Somos dos mujeres solas, sin vecinos lindantes, ya que muchos han fallecido y sus casas se encuentran deshabitadas. Llevamos una dura lucha desde hace 5 años, destruidas económicamente por gastos de abogados, pero por sobre todas las cosas, por nuestro deterioro en la salud”.

Tanto Miriam como su madre Marta, han tenido que prescindir del disfrute de su patio debido a los olores nauseabundos, la imposibilidad de poder ventilar  la casa, abrir los vidrios y descansar a la madrugada,  ya que el lugar en conflicto comienza con sus tareas a las 3 de la mañana, a plagado de de sombras la vida de ambas.  “Para poder salir a nuestro patio, debemos hacerlo con barbijos, ya que la exposición a los químicos es demoledora.

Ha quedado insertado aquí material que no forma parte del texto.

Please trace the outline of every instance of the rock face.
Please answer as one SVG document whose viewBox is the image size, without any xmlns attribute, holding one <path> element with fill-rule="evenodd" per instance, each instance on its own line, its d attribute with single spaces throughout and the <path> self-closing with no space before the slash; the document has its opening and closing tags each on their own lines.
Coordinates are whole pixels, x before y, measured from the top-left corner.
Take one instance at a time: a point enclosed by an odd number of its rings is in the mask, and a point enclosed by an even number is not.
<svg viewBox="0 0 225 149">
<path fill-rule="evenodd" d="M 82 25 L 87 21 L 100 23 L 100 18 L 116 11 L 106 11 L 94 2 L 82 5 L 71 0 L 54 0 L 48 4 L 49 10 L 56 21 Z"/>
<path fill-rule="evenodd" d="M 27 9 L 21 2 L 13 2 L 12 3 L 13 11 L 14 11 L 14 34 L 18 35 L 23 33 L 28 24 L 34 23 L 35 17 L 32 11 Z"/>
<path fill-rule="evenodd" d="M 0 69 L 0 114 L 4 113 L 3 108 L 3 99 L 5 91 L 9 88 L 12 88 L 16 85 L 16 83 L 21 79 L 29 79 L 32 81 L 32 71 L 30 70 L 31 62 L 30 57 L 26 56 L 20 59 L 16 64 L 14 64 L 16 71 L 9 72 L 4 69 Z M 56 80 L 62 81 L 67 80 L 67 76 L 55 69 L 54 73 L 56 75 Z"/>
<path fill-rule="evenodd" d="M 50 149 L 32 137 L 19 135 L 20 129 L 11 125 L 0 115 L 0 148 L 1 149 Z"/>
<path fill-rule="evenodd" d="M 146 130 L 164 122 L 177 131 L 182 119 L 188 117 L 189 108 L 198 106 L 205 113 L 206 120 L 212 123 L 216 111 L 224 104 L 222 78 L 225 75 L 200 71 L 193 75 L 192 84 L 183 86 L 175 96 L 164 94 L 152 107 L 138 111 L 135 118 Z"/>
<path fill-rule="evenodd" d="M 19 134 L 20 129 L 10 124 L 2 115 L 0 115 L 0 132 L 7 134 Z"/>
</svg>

Nuestra vida ha mutado considerablemente, transformándose la misma en un verdadero calvario que transitamos en absoluta soledad, más allá de que hoy son muchos los que buscan tendernos una mano”.

A Miriam Martínez la aguardan una serie de análisis médicos, serían alrededor de 40, ya que el diagnóstico clínico sería más complejo. “Podría estar comprometida mi médula, ya que al doctor que me atiende en la actualidad, le generaron preocupación las diferencias surgidas en los últimos análisis. Debido a las distintas afecciones que vengo padeciendo, podríamos estar a las puertas de una afectación crónica. Este es un pueblo chico en donde nos conocemos todos, la matriz productiva a base de venenos, ha generado una división entre los habitantes, ya que los damnificados hemos decidido salir a visibilizar y denunciar los atropellos a nuestra salud”.

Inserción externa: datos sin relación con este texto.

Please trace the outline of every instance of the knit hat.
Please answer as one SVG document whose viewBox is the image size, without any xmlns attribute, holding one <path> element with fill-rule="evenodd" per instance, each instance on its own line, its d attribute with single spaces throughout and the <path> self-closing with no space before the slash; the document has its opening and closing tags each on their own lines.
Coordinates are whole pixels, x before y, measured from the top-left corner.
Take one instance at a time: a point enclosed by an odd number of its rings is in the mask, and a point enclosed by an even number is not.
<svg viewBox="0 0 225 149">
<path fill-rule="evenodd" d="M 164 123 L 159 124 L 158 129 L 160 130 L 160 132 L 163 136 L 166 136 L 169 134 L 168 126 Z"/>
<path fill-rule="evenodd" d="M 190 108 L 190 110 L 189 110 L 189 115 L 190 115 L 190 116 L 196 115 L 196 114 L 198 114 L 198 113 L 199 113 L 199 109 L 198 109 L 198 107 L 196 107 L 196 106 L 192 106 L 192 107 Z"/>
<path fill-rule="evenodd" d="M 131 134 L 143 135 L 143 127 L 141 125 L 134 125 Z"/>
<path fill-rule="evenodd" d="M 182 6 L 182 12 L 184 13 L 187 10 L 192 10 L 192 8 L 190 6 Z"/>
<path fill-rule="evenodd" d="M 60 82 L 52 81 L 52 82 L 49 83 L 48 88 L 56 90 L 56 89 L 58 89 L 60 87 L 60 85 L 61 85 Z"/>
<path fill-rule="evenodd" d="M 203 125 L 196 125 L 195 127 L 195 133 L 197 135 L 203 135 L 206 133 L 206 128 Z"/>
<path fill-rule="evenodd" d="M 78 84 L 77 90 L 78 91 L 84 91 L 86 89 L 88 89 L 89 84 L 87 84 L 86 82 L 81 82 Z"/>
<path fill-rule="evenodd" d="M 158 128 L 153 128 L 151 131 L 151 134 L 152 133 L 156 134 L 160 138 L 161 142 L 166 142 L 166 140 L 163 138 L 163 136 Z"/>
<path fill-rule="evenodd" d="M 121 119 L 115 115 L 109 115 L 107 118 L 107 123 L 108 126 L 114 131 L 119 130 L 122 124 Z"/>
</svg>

El apoyo de su gremio y de la Red Federal de Docentes por la Vida, le han brindado a Miriam y Marta, una contención que si bien parece no alcanzar, es de vital importancia. El escenario se erige como una parada poco amigable, la comuna desoye, la justicia hace de su ceguera una colectora desprejuiciada, y el privado pretende seguir adelante con su actividad de una manera nada empática.

Lo sucedido en Bernardo de Irigoyen con Ludmila Terreno, debería servir como un concreto caso testigo, allí los venenos que llegaban desde un galpón lindero a su hogar, pusieron contra las cuerdas la salud de un pequeña. La historia parecería repetirse en Desvío Arijón, si bien el final de esta película digna de Béla Lugosi cuenta con un final abierto, el daño que ya ha originado, es imposible de resarcir ¿Hasta cuándo piensan seguir envenenando el presente para matar el futuro?